They have an interesting regex for detecting negative sentiment in users prompt which is then logged (explicit content): https://github.com/chatgptprojects/claude-code/blob/642c7f94...
I guess these words are to be avoided...
George Carlin would be very pleased. They missed quite a few of the heavy seven though.
We used this in 2011 at the startup I worked for. 20 positive and 20 negative words was good enough to sell Twitter "sentiment analysis" to companies like Apple, Bentley, etc...
I don't know about avoided, this kind of represents the WTF per minute code quality measurement. When I write WTF as a response to Claude, I would actually love if an Antrhopic engineer would take a look at what mess Claude has created.
Everyone is commenting how this regex is actually a master optimization move by Anthropic
When in reality this is just what their LLM coding agent came up with when some engineer told it to "log user frustration"
If this code is real and complete then there are no callers of those methods other than a logger line
Nice, "wtaf" doesn't match so I think I'm out of the dog house when the clanker hits AGI (probably).
I was thinking the opposite. Using those words might be the best way to provide feedback that actually gets considered.
I've been wondering if all of these companies have some system for flagging upset responses. Those cases seem like they are far more likely than average to point to weaknesses in the model and/or potentially dangerous situations.
They also have a "keep going" keyword, literally just "continue" or "keep going", just for logging.
I've been using "resume" this whole time
I guess using French words is safe for now.
That's undoubtedly to detect frustration signals, a useful metric/signal for UX. The UI equivalent is the user shaking their mouse around or clicking really fast.
I'm clearly way too polite to Claude.
Also:
// Match "continue" only if it's the entire prompt
if (lowerInput === 'continue') {
return true
}
When it runs into an error, I sometimes tell it "Continue", but sometimes I give it some extra information. Or I put a period behind it. That clearly doesn't give the same behaviour.Curiously "clanker" is not on the list
That looks a bit bare minimum, not the use of regex but rather that it's a single line with a few dozen words. You'd think they'd have a more comprehensive list somewhere and assemble or iterate the regex checks as needed.
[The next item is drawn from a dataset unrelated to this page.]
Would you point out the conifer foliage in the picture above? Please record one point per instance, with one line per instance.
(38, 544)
everyone here is commenting how odd it looks to use a regexp for sentiment analysis, but it depends what they're trying to do.
It could be used as a feedback when they do A/B test and they can compare which version of the model is getting more insult than the other. It doesn't matter if the list is exhaustive or even sane, what matters is how you compare it to the other.
Perfect? no. Good and cheap indicator? maybe.
oh I hope they really are paying attention. Even though I'm 100% aware that claude is a clanker, sometimes it just exhibits the most bizarre behavior that it triggers my lizard brain to react to it. That experience troubles me so much that I've mostly stopped using claude code. Claude won't even semi-reliably follow its own policies, sometimes even immediately after you confirm it knows about them.
Interesting that expletives and words that are more benign like "frustrating" are all classified the same.
There is no „stupid” I often write „(this is stupid|are you stupid) fix this”.
And Claude was having in chain of though „user is frustrated” and I wrote to it I am not frustrated just testing prompt optimization where acting like one is frustrated should yield better results.
Probably a lot of my prompts have been logged then. I’ve used wtf so many times I’ve lost track. But I guess Claude hasn’t
Glad abusing words in my list are not in that. but its surprising that they use regex for sentiments.
Hmm.. I flag things as 'broken' often and I've been asked to rate my sessions almost daily. Now I see why.
OMG WTF
Surely "so frustrating" isn't explicit content?
If anyone at anthropic is reading this and wants more logs from me add jfc.
so they think that everybody on earth swears only in english?
you'd better be careful wth your typos, as well
i dislike LLMs going down that road, i don't want to be punished for being mean to the clanker
> terrible
I know I used this word two days ago when I went through three rounds of an agent telling me that it fixed three things without actually changing them.
I think starting a new session and telling it that the previous agent's work / state was terrible (so explain what happened) is pretty unremarkable. It's certainly not saying "fuck you". I think this is a little silly.
Yeah, this is crazy
so frustrating..
[dead]
[dead]
i wish that's for their logging/alert. i definitely gauge model's performance by how much those words i type when i'm frustrated in driving claude code.
Ridiculous string comparisons on long chains of logic are a hallmark of vibe-coding.
An LLM company using regexes for sentiment analysis? That's like a truck company using horses to transport parts. Weird choice.